DeepFarm-YieldNet: A Novel Integrated CNN-BILSTM-Attention Framework for Real-Time Soil Moisture Prediction and Crop Yield Forecasting in Smart Farming
Keywords:
Smart Farming, Deep Learning, Soil Moisture Prediction, Crop Yield Forecasting, CNN-BiLSTM, Self-Attention, IoT, Edge Computing, Precision Agriculture, Sustainable Farming.Abstract
Smart farming has gained increasing attention recently as one of the most efficient approaches towards achieving sustainability in meeting the challenges to global food security brought about by factors such as climate change, water scarcity, and population growth.
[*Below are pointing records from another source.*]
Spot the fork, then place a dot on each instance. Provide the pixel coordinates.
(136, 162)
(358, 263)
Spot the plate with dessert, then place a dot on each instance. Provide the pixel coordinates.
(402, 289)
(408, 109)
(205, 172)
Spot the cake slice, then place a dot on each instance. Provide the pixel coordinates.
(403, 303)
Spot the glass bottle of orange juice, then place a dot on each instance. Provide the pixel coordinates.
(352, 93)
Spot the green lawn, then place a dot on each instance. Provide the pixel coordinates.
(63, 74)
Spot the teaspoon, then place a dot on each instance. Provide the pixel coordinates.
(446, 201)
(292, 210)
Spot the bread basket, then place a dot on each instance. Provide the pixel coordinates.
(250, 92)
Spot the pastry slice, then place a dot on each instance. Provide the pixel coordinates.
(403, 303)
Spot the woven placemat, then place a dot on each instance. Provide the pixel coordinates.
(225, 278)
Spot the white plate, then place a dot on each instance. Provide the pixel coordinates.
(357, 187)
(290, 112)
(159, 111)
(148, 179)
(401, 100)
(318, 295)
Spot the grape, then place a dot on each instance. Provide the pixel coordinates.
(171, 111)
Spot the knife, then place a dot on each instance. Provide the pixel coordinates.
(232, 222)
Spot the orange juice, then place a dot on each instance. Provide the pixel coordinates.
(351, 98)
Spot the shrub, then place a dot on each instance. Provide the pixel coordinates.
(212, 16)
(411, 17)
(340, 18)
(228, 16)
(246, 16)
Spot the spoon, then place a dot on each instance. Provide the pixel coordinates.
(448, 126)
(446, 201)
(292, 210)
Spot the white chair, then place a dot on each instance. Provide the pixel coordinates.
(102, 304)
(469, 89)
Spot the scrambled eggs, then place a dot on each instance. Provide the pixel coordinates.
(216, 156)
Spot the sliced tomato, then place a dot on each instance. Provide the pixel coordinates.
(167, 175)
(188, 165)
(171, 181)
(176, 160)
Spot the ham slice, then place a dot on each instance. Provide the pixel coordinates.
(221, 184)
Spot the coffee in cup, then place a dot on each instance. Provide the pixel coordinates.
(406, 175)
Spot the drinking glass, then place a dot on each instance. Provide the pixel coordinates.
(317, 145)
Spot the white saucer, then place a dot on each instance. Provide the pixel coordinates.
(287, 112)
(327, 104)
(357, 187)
Real-time prediction of soil moisture status and its impact on the yield of the crops grown in the field is crucial for precision irrigation, effective utilization of resources, and climate-resilient farming operations. In this research study, DeepFarm-YieldNet is proposed as a novel deep-learning framework which is able to perform simultaneous prediction of multi-layer soil moisture dynamics and seasonal crop yield based on multi-source data inputs. The architecture integrates 1D-CNN for spatial feature representation of the data gathered through sensors and satellite observations along with BiLSTM and self-attention networks. The proposed model was carefully validated against a real-world data set derived from 12 farms located in the Pune and Nashik regions of Maharashtra, India, during the 2023–2025 cropping seasons and consisting of sugar cane, soybean, and cotton crops. The outcomes show the best results, where soil moisture prediction is conducted with an accuracy of R² = 0.95 and RMSE = 0.014, while crop yield prediction gives R² = 0.93 and RMSE = 1.8 q/ha, which is significantly better than the benchmark CNN-LSTM and Transformer-based algorithms by 12–18%. In addition, the suggested approach helps to achieve up to 28% savings in water consumption by optimizing the process of irrigation management. Using explainable AI methods (SHAP and LIME), the developed application can provide explanations to the farmers via the mobile app.